🎧 Inondations : une urbanisation mal maîtrisée au cœur de la crise dans les villes congolaises

Les pluies torrentielles qui frappent plusieurs villes de la République démocratique du Congo provoquent des inondations meurtrières et des dégâts considérables. Experts et acteurs de la société civile pointent une mauvaise gestion urbaine, l’absence de réseaux de drainage et un cadre légal obsolète comme principales causes de cette situation récurrente.

En 2025, à Kinshasa, au moins 141 personnes ont trouvé la mort à la suite des inondations. 280 maisons se sont effondrées et plus de 38 000 autres ont été touchées par cette catastrophe, selon des chiffres du ministère de l’Intérieur. Les villes de Bukavu, Kisangani, Lubumbashi et Kalemie ont également connu de fortes inondations cette année.

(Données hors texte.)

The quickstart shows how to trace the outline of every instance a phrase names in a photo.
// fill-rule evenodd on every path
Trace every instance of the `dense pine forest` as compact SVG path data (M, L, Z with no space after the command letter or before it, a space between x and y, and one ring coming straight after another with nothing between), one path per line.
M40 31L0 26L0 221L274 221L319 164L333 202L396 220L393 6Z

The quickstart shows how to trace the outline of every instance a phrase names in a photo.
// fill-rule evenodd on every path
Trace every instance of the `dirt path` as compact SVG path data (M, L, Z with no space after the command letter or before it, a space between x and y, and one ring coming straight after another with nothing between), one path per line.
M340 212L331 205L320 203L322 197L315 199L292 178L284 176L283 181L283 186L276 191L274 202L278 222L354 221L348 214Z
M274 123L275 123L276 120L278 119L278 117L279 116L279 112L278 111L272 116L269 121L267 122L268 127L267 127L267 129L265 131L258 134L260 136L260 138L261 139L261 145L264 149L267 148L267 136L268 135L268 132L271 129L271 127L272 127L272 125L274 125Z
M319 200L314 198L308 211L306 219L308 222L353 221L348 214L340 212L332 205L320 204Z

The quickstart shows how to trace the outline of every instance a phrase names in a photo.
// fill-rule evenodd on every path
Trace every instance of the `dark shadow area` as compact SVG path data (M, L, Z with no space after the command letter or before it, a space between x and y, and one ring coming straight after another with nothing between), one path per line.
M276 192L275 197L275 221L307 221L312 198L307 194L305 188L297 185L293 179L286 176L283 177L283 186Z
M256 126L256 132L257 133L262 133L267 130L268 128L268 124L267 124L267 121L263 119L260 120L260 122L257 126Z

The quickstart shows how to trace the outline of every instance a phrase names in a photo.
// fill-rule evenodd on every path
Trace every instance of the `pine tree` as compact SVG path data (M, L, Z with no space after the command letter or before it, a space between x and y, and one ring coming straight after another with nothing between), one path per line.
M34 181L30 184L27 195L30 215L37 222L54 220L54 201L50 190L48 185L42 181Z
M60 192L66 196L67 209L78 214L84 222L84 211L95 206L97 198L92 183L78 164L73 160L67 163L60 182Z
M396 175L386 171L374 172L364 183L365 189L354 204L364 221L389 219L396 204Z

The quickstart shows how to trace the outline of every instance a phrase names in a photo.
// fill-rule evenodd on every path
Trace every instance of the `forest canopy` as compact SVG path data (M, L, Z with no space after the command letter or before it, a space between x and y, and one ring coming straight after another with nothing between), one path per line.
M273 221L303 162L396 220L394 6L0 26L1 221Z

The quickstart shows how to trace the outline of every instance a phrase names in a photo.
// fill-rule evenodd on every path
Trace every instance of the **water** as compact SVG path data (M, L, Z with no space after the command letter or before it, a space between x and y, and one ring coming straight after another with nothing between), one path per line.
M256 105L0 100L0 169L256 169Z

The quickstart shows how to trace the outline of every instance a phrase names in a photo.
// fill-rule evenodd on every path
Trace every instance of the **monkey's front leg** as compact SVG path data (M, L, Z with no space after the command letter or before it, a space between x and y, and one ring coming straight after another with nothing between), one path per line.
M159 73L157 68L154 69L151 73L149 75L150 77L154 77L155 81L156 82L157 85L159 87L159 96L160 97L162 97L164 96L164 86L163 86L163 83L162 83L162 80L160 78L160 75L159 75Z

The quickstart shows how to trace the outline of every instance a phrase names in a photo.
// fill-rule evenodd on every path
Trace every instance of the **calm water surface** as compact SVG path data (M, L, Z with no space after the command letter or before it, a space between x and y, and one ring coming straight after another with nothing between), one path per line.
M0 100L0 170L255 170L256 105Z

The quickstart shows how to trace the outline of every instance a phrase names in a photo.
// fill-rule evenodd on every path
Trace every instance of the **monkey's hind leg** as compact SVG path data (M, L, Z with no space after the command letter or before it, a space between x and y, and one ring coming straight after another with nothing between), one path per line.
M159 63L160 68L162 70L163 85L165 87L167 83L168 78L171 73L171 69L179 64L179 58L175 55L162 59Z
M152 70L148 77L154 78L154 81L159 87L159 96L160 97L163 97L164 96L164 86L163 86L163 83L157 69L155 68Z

Pour Michel Uyumbu, ingénieur et président de la Corporation des ingénieurs BTP (Bâtiment et Travaux publics), le problème réside principalement dans la mauvaise gestion urbaine : absence de réseaux de drainage des eaux pluviales et insuffisance d’une politique efficace de gestion des déchets. Selon lui, ces lacunes expliquent en grande partie la situation actuelle.

« Quand vous êtes dans une ville, vous devez fonctionner comme dans une ville. Dans toutes les villes du monde, il existe des réseaux d’égouts enterrés, et non à ciel ouvert comme c’est le cas en RDC. Il y a aussi des éboueurs chargés de curer régulièrement ces égouts, relève-t-il. Lorsque vous n’entretenez pas le peu de réseau existant, vous ne pouvez pas vous cacher derrière le sable. Il n’y a pas que le sable dans ces collecteurs, il y a aussi des déchets solides. Les inondations sont la résultante d’une mauvaise gestion urbaine. »

Ces dernières années, les grandes villes connaissent également une forte extension spatiale, un phénomène face auquel les pouvoirs publics montrent leurs limites. De nouveaux quartiers sont lotis sans être préalablement urbanisés. Par exemple, le long de la rivière Makelele, derrière l’hôpital de Kintambo, dans le quartier GB, on trouve des habitations dépourvues de réseau d’évacuation des eaux. Or, cette zone constitue un lit majeur de la rivière Makelele et n’était pas destinée à l’habitat. L’ingénieur déplore également le manque d’outils adéquats pour une gestion urbaine efficace et préventive.

« Nous avons une loi sur l’urbanisme qui date de 1957, promulguée à l’époque coloniale. C’est elle qui a structuré nos villes. Depuis, aucune autre loi n’est venue réglementer l’occupation des espaces urbains. Nous n’avons pas de plans directeurs pour la plupart de nos villes, ni de code de la construction et de l’urbanisme, rappelle-t-il. Pourtant, ce sont des outils essentiels. En tant que corporation, nous avons contribué à la relecture d’un projet de loi portant code de l’urbanisme et de la construction il y a trois ans, mais ce texte n’a jamais été présenté au Parlement pour adoption. Aujourd’hui, des quartiers entiers sont construits sans réseaux de drainage. Il faut mettre fin au développement de quartiers sans ouvrages d’évacuation des eaux. »

Pour tenter de limiter les dégâts, l’Hôtel de ville de Kinshasa a procédé à la démolition de maisons construites dans des zones non appropriées, notamment celles érigées sur des collecteurs ou des passages d’eau. Mais cette approche suscite des interrogations.

Jonas Tshiombela, coordonnateur de la Nouvelle Société Civile Congolaise, se montre sceptique et estime que l’État manque de cohérence. « C’est l’État qui délivre des documents autorisant des lotissements dans des zones non constructibles, puis c’est encore lui qui vient démolir ces constructions. C’est malvenu et cela démontre une faillite de l’État. L’une des actions que la Nouvelle Société Civile pourrait envisager, c’est d’intenter un procès contre l’État congolais », avance-t-il.

Les inondations ne constituent toutefois pas un phénomène propre à la RDC. À travers le monde, de nombreuses villes sont confrontées à ce problème, notamment en raison du changement climatique et de la montée des eaux des mers et des océans.